Menurut Joas Adiprasetya, perumpamaan ini bukanlah tentang domba yang hilang melainkan gembala yang hilang. Ia hilang karena ia meninggalkan sembilan puluh sembilan ekor domba yang tidak hilang dan tidak kembali lalu. Lalu mulailah domba-domba lainnya ini merasa ditinggalkan. Jadi, jika kita merasa Tuhan meniggalkan kita, jangan-jangan memang karena Ia seadng mencari umatnya yang terhilang.
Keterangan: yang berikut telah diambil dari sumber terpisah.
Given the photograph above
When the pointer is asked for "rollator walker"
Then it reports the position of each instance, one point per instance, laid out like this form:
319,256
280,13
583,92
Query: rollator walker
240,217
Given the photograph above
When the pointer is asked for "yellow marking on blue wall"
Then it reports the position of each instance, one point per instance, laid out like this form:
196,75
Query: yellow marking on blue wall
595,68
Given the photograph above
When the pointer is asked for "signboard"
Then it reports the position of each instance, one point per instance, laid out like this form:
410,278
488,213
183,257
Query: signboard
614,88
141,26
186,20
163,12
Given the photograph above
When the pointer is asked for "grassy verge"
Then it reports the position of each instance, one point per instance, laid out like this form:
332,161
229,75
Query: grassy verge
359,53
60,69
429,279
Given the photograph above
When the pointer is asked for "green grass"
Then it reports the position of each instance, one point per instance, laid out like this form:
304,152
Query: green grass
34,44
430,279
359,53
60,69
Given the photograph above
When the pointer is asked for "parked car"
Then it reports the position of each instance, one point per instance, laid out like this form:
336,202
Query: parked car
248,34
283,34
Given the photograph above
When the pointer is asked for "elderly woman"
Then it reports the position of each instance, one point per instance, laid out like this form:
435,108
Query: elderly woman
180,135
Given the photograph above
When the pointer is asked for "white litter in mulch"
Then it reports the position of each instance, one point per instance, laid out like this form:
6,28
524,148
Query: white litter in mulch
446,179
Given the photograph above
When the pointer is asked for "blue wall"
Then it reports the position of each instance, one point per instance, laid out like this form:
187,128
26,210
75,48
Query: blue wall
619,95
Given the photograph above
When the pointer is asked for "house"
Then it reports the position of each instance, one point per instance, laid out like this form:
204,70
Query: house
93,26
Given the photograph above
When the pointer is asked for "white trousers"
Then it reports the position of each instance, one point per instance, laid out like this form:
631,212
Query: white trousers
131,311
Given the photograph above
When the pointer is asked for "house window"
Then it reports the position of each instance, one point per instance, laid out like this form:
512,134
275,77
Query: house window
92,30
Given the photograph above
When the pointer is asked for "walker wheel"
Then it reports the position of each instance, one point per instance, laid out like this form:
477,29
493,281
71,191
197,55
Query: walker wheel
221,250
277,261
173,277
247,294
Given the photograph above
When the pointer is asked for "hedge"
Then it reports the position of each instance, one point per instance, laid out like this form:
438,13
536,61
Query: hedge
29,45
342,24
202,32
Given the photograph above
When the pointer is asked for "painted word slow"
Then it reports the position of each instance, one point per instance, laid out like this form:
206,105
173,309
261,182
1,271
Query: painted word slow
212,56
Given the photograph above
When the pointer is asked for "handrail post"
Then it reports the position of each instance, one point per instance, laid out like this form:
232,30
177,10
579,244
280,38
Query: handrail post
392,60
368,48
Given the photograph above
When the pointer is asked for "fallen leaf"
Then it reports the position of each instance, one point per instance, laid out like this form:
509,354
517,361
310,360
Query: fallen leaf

Jika demikian, setidaknya ada sembilan puluh delapan ekor rekan domba yang lain yang tidak hilang, yang bisa saling mendukung dan menguatkan, sekalipun ditinggalkan di padang gurun. Atau jika kita merasa Tuhan jauh dari hidup kita, ikutlah mencari domba yang terhilang tersebut, karena pasti Allah ada di sana mencari yang terhilang itu.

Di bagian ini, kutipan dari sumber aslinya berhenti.